Cancer screening in older adults appears common, US

Empower & Inspire: Spread Health & Wellness

A high percentage of adults age 75 years and older continue to report receiving cancer screenings, despite U.S. Preventive Services Task Force guidelines recommending against routine screening for breast, cervical, colorectal and prostate cancer for patients age 75 years and older.

In the United States, the number of adults 65 years or older, currently estimated at 36.8 million, is expected to double by the year 2030. Providing high-quality care to this growing population while attempting to contain costs will pose a significant challenge.

While a great deal is known about cancer screening behaviors and trends in young and middle-aged adults, less is known about screening behaviors in older adults from different racial backgrounds.

Keith M. Bellizzi, Ph.D., M.P.H., of the University of Connecticut, Storrs, and colleagues analyzed data from the National Health Interview Survey, an annual in-person nationwide survey used to track health trends in U.S. citizens, to estimate the prevalence of cancer screening among older, racially diverse adults. The study population included 49,575 individuals, 1,697 of whom were 75 to 79 years of age and 2,376 were 80 years of age and older.

Among women age 75 to 79 years and those 80 years and older, 62 percent and 50 percent, respectively, reported receiving a mammogram within the past two years. Similarly, 53 percent of women ages 75 to 79 years and 38 percent of women ages 80 years and older reported undergoing a Papanicolaou screen (also known as a pap smear or pap test) for cervical cancer within the past three years. Reported screenings for colorectal cancer in men and women were highest in the 75- to 79-year-old group, with 57 percent of participants reporting screening. Among men, prevalence of prostate cancer screening within the past year was highest in the 75- to 79-year-old group (57 percent) followed by the group that was 80 years and older (42 percent) and the 50- to 74-year-old group (40 percent).
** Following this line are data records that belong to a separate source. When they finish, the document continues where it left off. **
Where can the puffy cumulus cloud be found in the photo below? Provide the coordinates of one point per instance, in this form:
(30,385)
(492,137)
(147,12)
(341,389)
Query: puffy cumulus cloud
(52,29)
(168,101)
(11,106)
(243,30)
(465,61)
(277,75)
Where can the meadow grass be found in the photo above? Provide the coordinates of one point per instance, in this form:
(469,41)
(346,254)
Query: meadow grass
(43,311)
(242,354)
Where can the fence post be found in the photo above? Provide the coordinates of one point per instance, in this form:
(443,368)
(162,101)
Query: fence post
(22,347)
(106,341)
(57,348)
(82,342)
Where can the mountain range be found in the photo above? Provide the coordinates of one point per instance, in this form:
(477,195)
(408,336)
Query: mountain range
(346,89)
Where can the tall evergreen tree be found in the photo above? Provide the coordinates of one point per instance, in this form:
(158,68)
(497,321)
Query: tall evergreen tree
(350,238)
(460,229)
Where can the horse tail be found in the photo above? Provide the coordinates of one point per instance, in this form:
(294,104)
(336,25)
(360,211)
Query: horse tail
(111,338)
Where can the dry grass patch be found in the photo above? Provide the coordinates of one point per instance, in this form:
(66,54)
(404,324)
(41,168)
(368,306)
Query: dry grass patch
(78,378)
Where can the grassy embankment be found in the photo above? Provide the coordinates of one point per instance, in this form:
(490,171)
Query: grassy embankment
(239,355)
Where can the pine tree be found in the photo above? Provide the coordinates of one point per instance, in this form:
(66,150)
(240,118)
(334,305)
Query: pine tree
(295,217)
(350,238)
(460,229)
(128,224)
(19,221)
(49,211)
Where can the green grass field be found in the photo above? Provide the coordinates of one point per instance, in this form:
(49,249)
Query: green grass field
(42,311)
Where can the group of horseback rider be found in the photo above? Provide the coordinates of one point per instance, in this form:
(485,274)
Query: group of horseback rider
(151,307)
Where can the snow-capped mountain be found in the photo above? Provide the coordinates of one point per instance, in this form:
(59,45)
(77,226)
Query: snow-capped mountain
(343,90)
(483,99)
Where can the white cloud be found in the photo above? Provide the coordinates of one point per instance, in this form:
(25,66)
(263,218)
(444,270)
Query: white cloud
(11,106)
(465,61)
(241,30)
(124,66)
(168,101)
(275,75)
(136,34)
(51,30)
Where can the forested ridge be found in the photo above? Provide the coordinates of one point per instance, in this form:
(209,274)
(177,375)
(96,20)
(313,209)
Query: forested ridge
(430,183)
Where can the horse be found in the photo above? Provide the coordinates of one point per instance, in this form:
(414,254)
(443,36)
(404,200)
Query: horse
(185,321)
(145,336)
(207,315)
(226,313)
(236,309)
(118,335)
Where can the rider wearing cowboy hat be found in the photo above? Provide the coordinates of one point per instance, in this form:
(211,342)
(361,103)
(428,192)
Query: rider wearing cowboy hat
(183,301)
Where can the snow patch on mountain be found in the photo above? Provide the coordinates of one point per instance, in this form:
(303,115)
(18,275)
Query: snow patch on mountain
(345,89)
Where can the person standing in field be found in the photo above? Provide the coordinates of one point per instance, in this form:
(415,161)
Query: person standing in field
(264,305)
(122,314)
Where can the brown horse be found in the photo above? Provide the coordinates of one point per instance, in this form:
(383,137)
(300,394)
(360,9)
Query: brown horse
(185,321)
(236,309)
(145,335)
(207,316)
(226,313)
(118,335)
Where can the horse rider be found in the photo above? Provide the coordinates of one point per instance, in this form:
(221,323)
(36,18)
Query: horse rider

Although analysis showed racial differences in breast, colorectal and prostate cancer screening among older adults, the authors found that these differences were accounted for by low education attainment, with individuals without a high school diploma significantly less likely to be screened for breast, cervical and prostate cancer, compared with adults older than 75 years with a college degree. Adults older than 75 years were also significantly more likely to be screened for breast, colorectal, and prostate cancer if they recalled that a physician recommended the test.

“A high percentage of older adults continue to be screened in the face of ambiguity of recommendations for this group,” the authors conclude. “Prevalence results from this study can serve as a benchmark for progress as we move the science of cancer screening in older, diverse adults forward.”

What is the Right Cancer Screening Rate for Older Adults?

In an invited commentary, Louise C. Walter, M.D., of the University of California, San Francisco and San Francisco Veterans Affairs Administration Medical Center, writes that “there are no quality measures that address appropriate target rates for cancer screening in persons older than 75 years.”

“While at extremes in older age the likelihood of surviving long enough to benefit from potential detection and treatment of asymptomatic cancer becomes quite small and the likelihood of harm becomes quite large irrespective of other factors, Bellizzi et al were not able to calculate screening rates in subgroups older than 85 years owing to the small number participating in the survey,” writes Dr. Walter. “Still, the data by Bellizzi et al raise the issue of whether quality measures should address the overuse of cancer screening.”

“While it is useful to determine screening rates among persons in whom screening will likely result in net benefit or net harm, between these two groups is a large number of older persons in whom screening offers small or uncertain net benefit,” Dr. Walter writes. “For these persons, the decision about whether the potential benefits of screening outweigh the risks is a value judgment that requires informed decision-making.”

“While arguments persists about what is the ‘right’ rate of cancer screening in older persons, it seems clear that the rate of informed decision-making should approach 100 percent,” she concludes.